Learn Things So You Can Build Things — A Data Analyst’s Opinion

This blog post is guest written by Tomi Mester of data36.com.
When it comes to data science, it’s not about what you learn. It’s about what you are able to build with what you’ve learned.
The field of data science has been growing rapidly—especially in the last few years. We see exciting new tools and methods emerge all the time. And while these can be great, I feel that these can cause some confusion as well. Why? Because they make data professionals think about the wrong questions.
Asking the wrong questions
What do I mean by asking the wrong questions?

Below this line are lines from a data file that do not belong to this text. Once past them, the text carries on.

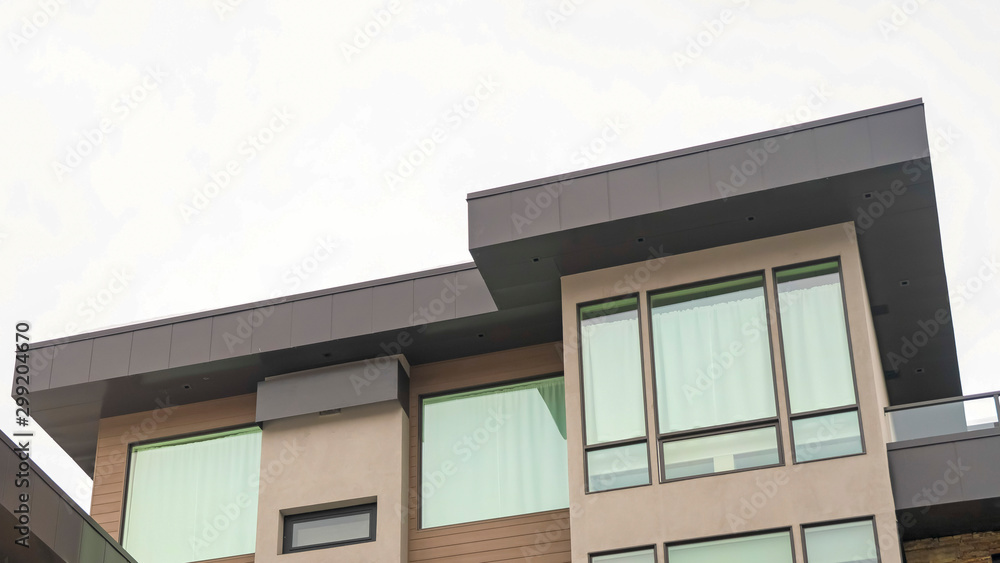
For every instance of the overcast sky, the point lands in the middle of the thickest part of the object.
(160, 158)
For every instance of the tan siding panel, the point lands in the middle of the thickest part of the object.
(542, 537)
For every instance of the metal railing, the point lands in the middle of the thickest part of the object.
(955, 415)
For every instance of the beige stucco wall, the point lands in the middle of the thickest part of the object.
(321, 462)
(751, 500)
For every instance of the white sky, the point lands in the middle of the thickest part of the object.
(548, 74)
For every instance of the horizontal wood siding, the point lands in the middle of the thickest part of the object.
(538, 538)
(116, 433)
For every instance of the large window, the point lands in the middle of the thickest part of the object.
(818, 372)
(845, 542)
(194, 498)
(493, 452)
(774, 547)
(716, 406)
(613, 397)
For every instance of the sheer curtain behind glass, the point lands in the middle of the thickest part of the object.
(178, 490)
(814, 336)
(612, 377)
(493, 453)
(712, 360)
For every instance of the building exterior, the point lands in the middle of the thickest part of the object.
(737, 351)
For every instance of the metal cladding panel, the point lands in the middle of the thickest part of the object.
(392, 306)
(843, 147)
(230, 337)
(328, 388)
(352, 313)
(584, 201)
(535, 211)
(191, 342)
(489, 220)
(898, 136)
(311, 320)
(272, 327)
(791, 159)
(434, 298)
(110, 357)
(72, 364)
(633, 191)
(150, 350)
(684, 180)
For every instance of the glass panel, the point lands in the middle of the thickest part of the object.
(712, 355)
(814, 338)
(333, 529)
(841, 543)
(720, 452)
(826, 436)
(947, 418)
(193, 499)
(614, 408)
(494, 452)
(764, 548)
(616, 468)
(643, 556)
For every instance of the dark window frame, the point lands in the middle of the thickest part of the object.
(732, 427)
(171, 438)
(290, 520)
(618, 551)
(644, 439)
(856, 407)
(420, 436)
(706, 539)
(820, 524)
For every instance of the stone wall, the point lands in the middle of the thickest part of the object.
(966, 548)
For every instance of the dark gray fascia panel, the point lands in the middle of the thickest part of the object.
(333, 387)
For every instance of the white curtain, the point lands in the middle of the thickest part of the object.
(814, 337)
(712, 365)
(193, 499)
(494, 453)
(612, 378)
(765, 548)
(852, 542)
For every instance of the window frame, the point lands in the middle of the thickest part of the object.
(644, 439)
(856, 407)
(618, 551)
(767, 422)
(140, 443)
(706, 539)
(420, 438)
(289, 520)
(867, 518)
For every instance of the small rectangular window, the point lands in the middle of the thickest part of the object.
(846, 542)
(819, 375)
(614, 401)
(775, 547)
(329, 528)
(632, 556)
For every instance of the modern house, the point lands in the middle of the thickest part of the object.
(738, 351)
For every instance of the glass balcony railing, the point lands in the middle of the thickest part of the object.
(942, 417)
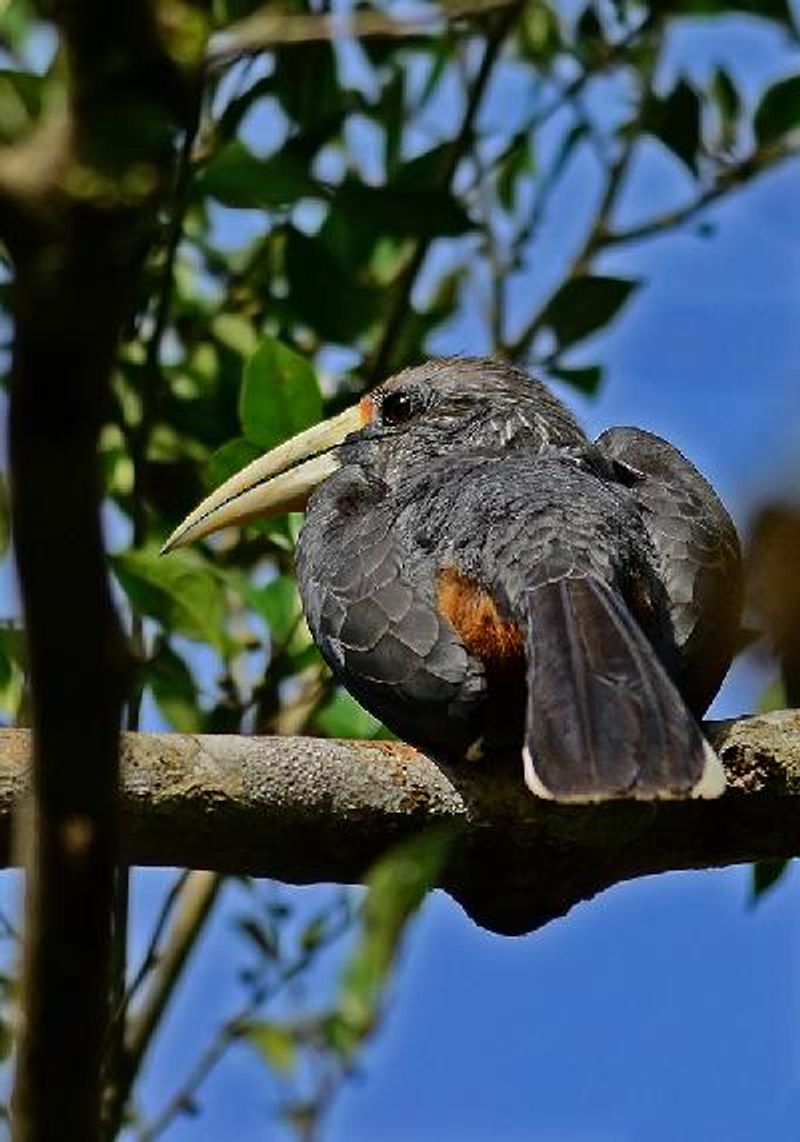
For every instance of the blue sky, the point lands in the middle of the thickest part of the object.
(667, 1010)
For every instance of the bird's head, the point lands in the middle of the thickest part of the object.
(458, 405)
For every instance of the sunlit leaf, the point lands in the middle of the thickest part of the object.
(279, 603)
(586, 379)
(177, 589)
(778, 112)
(341, 716)
(280, 394)
(229, 459)
(276, 1044)
(5, 516)
(237, 178)
(396, 887)
(583, 305)
(174, 689)
(676, 121)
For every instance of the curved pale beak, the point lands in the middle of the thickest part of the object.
(279, 482)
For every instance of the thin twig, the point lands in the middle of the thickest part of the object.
(729, 179)
(233, 1029)
(198, 895)
(151, 956)
(381, 359)
(267, 29)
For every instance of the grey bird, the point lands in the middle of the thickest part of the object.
(490, 582)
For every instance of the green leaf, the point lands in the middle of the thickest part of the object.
(276, 1044)
(280, 395)
(404, 211)
(425, 170)
(341, 716)
(396, 887)
(676, 121)
(183, 594)
(584, 305)
(5, 516)
(517, 162)
(778, 112)
(279, 603)
(324, 292)
(774, 698)
(540, 34)
(237, 178)
(21, 101)
(728, 104)
(777, 10)
(586, 379)
(766, 875)
(229, 459)
(174, 689)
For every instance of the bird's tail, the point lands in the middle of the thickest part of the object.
(604, 720)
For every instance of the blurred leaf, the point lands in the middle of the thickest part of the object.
(396, 887)
(586, 379)
(341, 716)
(774, 698)
(280, 394)
(5, 516)
(517, 162)
(676, 121)
(237, 178)
(177, 589)
(426, 170)
(6, 1039)
(777, 10)
(174, 689)
(404, 211)
(540, 35)
(21, 101)
(276, 1044)
(728, 104)
(324, 292)
(229, 459)
(263, 935)
(583, 305)
(279, 603)
(778, 112)
(766, 875)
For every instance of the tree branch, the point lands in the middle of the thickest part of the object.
(308, 810)
(78, 204)
(267, 29)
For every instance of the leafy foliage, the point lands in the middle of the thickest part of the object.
(336, 212)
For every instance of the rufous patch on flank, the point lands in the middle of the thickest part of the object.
(368, 409)
(474, 614)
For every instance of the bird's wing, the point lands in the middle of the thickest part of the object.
(604, 720)
(699, 554)
(377, 625)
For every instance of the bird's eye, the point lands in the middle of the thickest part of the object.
(396, 408)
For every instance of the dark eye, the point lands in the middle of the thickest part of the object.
(396, 408)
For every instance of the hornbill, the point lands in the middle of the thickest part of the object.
(489, 581)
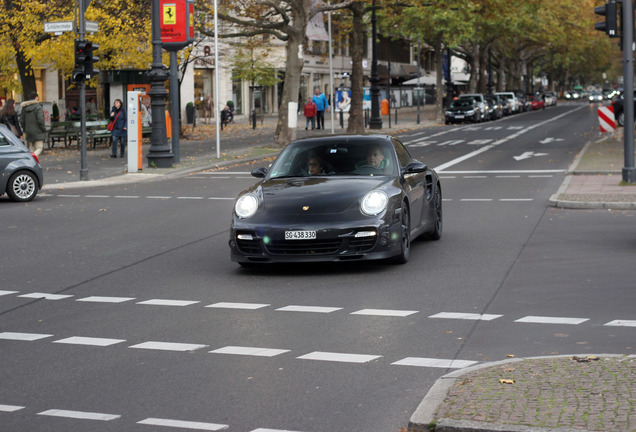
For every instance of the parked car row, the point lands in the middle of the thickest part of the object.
(477, 107)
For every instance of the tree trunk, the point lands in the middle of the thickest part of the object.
(439, 71)
(27, 77)
(358, 39)
(294, 52)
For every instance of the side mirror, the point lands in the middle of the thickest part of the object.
(415, 167)
(259, 172)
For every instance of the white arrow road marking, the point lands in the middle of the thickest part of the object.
(528, 155)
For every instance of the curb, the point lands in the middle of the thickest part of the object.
(424, 420)
(145, 176)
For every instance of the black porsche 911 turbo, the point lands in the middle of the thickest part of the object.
(337, 198)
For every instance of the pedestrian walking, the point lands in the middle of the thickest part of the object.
(310, 114)
(32, 122)
(10, 119)
(322, 105)
(119, 131)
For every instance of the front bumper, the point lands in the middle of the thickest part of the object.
(334, 242)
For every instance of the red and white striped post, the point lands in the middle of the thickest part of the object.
(606, 119)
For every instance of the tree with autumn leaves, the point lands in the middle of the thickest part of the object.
(531, 37)
(123, 38)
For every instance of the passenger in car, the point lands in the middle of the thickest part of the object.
(375, 158)
(315, 166)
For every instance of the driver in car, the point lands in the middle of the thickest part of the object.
(375, 159)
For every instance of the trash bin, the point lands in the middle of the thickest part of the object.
(190, 113)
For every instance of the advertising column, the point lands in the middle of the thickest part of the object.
(134, 131)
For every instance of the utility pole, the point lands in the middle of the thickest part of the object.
(629, 172)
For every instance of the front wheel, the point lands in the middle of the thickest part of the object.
(436, 234)
(405, 240)
(22, 186)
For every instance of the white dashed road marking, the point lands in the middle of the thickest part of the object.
(552, 320)
(80, 415)
(622, 323)
(315, 309)
(160, 302)
(229, 305)
(78, 340)
(339, 357)
(456, 315)
(45, 296)
(182, 424)
(29, 337)
(10, 408)
(436, 363)
(251, 351)
(100, 299)
(168, 346)
(384, 312)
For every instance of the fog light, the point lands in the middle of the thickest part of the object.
(365, 234)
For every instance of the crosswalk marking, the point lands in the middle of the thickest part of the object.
(161, 302)
(78, 340)
(622, 323)
(314, 309)
(466, 316)
(168, 346)
(230, 305)
(339, 357)
(79, 415)
(45, 296)
(23, 336)
(182, 424)
(436, 363)
(552, 320)
(100, 299)
(250, 351)
(384, 312)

Examples of wrong questions might be:
- What are the coolest new tools to try out?
- What are the most exciting data science problems nowadays?
- How can we fit these into our business (to experiment with them)?
Instead, we want to ask better questions like:
- What business problems (or opportunities) do we have right now?
- How can data help with this?
- Why and how will our data project be useful for the company?
- What should I learn to start building it?
Within data science, there is enormous hype around new tools every time a new machine learning algorithm is released. Or a new cloud-based solution is available. Or a new module is implemented for this or that programming language. And so on.
But aren’t these new tools important? Well, yes, but…
Tools are important, but with a caveat
Let’s think about an example from cook. You can’t cook soup without a spoon. But when eating the soup, very few people will say: “Hmmm, you have a pretty nice wooden spoon.” Instead, most of them will say: “Yum, this food tastes really good!”
And that’s because, at the end of the day, tools are just tools. You have to learn how to use them…
But that’s not the full sentence. It’s rather:
You have to learn how to use them so you can build useful things with them…
And that’s still not quite all.
You have to learn how to use them so you can build useful things with them that will have a positive impact on your business’s bottom line.
Maybe it sounds obvious written down. And if it is for you, that’s great. But I see many data professionals choose to focus on fancy data science solutions over the data science solutions they actually need. And then they hit a wall.
Unpopular opinion: most data scientists won’t need to know anything about deep learning
Let me give you just one example: deep learning.
I run a data science blog where I publish tutorials for aspiring data scientists on topics like the basics of Python or the basics of SQL, and so on.
And I get this question every week from someone: “When will you publish a tutorial on deep learning?”
And the answer is always the same: never.
Okay, I have to admit, I played around with the idea to quickly draft an introductory article on the topic… But it was tempting only for one reason: I know I’d get a lot of clicks for that article.
Most people want to learn about deep learning only because it’s popular. Why is it popular? Because it’s used for cool stuff, like self-driving cars at Tesla—and for that reason it gets a huge amount of media attention. That makes people excited and suddenly everyone wants to apply deep learning in their own projects.
But (at least in my opinion) it doesn’t work that way! A data science project should always start by defining the problem you want to solve. And once you have that, then you can choose the best tool to get the job done!
The naked reality is that in, most data science projects, there is a much higher demand for more traditional tools, like:
- descriptive analytics and reporting
- data cleaning and data wrangling
- automating your processes
- simple predictions and forecasting
- simple classification methods
I know, at first, these sound less cool than deep learning… But believe me, when you are working on a real project, they are just as exciting (if not more)! Why? Because they get you useful information a lot more quickly than building trying to tackle a project with something complicated like deep learning.